Accurate and efficient machine learning interatomic potentials for finite temperature modelling of molecular crystals†
Abstract
As with many parts of the natural sciences, machine learning interatomic potentials (MLIPs) are revolutionizing the modelling of molecular crystals. However, challenges remain for the accurate and efficient calculation of sublimation enthalpies – a key thermodynamic quantity measuring the stability of a molecular crystal. Specifically, two key stumbling blocks are: (i) the need for thousands of ab initio quality reference structures to generate training data; and (ii) the sometimes unreliable nature of density functional theory, the main technique for generating such data.
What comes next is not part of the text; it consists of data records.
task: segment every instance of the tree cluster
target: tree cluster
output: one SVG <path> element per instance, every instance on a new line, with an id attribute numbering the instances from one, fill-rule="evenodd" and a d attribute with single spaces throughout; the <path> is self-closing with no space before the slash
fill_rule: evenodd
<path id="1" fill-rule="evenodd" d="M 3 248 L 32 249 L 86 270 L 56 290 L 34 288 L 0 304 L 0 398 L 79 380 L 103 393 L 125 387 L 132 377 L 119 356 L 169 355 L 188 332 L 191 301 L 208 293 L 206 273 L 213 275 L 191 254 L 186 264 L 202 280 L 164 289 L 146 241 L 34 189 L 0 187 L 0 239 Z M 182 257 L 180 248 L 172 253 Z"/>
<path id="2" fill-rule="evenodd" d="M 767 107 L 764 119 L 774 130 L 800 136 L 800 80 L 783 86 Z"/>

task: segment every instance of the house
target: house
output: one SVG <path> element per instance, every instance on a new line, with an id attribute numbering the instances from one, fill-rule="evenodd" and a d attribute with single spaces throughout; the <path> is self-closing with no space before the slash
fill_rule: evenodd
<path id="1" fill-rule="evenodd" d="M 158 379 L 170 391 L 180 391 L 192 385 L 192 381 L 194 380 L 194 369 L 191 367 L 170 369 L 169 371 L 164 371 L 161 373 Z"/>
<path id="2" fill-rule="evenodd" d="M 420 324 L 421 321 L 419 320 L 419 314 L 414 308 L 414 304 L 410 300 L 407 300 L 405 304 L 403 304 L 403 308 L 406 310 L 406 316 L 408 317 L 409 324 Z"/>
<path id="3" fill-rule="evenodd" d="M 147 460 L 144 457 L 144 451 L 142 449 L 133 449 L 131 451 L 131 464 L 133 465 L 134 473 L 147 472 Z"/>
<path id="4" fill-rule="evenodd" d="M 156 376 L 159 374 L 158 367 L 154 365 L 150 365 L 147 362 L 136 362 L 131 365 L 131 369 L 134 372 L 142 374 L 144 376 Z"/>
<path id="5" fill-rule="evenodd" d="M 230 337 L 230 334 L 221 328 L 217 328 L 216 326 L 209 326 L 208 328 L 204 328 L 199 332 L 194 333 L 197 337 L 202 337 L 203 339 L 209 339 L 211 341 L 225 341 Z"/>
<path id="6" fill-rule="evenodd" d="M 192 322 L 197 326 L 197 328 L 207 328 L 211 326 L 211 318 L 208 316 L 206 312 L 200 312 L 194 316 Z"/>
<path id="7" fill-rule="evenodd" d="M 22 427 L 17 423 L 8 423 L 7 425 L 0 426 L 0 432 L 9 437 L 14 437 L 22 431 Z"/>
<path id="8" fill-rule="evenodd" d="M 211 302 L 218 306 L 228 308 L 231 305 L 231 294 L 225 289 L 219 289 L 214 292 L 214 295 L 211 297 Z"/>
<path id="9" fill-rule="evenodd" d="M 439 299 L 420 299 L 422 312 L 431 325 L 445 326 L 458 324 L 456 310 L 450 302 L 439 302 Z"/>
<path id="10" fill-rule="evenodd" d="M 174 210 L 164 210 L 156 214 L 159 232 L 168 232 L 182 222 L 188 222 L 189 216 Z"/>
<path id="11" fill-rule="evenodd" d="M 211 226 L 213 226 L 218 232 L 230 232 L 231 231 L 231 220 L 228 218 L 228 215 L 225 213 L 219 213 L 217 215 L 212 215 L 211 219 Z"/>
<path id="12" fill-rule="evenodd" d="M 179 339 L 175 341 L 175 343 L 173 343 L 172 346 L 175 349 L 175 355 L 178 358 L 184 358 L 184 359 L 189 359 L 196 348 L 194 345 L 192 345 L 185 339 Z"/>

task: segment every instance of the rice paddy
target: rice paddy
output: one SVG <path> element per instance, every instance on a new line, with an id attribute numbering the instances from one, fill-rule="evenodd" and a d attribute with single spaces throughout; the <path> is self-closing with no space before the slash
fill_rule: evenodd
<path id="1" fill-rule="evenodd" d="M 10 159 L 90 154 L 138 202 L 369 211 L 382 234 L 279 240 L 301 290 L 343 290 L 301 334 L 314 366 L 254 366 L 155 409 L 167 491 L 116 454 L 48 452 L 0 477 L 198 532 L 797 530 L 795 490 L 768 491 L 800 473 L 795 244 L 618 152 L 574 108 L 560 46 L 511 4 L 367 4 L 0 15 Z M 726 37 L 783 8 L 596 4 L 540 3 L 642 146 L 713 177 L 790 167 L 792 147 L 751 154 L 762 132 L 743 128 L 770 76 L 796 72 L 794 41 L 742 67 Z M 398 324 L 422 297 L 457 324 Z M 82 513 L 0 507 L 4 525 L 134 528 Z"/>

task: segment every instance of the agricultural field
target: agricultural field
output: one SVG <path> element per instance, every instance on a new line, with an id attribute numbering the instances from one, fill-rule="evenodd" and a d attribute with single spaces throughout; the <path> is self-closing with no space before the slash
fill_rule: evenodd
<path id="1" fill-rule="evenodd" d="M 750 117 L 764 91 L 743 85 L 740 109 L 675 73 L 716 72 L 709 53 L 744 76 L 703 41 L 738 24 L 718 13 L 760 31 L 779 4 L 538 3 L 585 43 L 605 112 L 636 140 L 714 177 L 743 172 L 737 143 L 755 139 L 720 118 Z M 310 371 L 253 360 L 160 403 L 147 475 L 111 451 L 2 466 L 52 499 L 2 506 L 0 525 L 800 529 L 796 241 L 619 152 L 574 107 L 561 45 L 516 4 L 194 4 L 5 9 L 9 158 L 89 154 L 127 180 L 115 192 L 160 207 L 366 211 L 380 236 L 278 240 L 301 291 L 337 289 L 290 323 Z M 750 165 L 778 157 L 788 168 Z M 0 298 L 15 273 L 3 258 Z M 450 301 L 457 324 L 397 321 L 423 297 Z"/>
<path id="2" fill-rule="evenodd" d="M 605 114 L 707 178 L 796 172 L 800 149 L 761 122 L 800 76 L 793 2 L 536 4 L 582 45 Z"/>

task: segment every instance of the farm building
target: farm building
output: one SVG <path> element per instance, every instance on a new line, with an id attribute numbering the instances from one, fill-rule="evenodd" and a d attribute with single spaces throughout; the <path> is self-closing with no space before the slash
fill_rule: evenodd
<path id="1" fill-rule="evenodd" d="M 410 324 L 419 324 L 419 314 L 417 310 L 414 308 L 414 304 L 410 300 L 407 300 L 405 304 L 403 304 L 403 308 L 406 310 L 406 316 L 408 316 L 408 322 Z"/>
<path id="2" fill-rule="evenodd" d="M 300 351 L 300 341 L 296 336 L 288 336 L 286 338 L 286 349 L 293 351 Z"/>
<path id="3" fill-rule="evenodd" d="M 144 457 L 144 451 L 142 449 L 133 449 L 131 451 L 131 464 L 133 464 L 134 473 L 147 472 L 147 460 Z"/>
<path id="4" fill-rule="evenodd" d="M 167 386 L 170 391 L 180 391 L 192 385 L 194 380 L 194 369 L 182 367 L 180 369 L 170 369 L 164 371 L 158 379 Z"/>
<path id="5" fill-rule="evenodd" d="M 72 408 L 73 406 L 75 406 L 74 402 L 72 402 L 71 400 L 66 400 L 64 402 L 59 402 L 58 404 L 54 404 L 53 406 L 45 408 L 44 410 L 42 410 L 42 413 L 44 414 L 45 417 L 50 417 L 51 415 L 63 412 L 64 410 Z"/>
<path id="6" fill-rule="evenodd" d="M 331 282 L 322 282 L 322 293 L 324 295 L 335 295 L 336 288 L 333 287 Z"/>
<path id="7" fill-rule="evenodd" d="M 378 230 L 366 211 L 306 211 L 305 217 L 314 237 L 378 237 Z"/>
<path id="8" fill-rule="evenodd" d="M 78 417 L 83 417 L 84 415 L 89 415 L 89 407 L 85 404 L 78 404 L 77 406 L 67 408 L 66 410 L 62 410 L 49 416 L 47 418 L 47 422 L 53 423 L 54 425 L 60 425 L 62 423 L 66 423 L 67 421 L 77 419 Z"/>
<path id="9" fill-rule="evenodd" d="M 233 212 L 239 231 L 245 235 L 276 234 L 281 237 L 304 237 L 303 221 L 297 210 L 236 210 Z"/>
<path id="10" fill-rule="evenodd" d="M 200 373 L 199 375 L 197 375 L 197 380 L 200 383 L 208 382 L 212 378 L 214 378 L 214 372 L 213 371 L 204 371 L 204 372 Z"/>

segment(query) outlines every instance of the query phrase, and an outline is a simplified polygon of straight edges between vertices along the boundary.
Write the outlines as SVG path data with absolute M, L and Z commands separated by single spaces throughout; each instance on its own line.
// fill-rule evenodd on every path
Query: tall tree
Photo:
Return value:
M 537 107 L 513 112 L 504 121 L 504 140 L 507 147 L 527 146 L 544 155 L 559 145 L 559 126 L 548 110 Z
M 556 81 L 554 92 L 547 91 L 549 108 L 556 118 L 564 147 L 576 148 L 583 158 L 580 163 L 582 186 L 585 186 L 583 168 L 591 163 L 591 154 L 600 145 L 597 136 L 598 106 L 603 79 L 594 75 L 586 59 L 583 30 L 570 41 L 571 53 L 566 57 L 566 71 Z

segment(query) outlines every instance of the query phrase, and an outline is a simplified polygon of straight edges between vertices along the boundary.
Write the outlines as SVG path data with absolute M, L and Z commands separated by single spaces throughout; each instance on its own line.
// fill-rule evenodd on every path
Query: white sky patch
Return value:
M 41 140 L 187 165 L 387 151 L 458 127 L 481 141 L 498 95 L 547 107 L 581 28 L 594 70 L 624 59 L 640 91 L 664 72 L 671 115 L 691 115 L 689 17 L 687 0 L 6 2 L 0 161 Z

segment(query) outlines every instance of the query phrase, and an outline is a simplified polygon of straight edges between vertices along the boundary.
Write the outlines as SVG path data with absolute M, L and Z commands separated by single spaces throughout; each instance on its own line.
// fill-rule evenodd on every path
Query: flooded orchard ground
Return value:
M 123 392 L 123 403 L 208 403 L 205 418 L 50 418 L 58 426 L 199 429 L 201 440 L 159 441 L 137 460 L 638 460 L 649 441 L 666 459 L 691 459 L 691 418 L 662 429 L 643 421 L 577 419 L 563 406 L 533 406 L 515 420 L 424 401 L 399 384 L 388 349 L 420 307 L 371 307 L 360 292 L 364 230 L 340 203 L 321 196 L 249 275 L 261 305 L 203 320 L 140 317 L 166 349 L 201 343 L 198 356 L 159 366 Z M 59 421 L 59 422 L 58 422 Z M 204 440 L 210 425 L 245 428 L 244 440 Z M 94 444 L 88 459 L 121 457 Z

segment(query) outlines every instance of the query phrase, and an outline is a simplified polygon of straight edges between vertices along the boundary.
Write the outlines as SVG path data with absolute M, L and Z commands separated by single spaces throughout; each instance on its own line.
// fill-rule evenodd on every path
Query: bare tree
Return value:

Exploiting recent developments in foundation models for chemistry and materials science alongside accurate quantum diffusion Monte Carlo benchmarks, offers a promising path forward. Herein, we demonstrate the generation of MLIPs capable of describing molecular crystals at finite temperature and pressure with sub-chemical accuracy, using as few as ∼200 data structures; an order of magnitude improvement over the current state-of-the-art. We apply this framework to compute the sublimation enthalpies of the X23 dataset, accounting for anharmonicity and nuclear quantum effects, achieving sub-chemical accuracy with respect to experiment. Importantly, we show that our framework can be generalized to crystals of pharmaceutical relevance, including paracetamol and aspirin. Nuclear quantum effects are also accurately captured as shown for the case of squaric acid. By enabling accurate modelling at ambient conditions, this work paves the way for deeper insights into pharmaceutical and biological systems.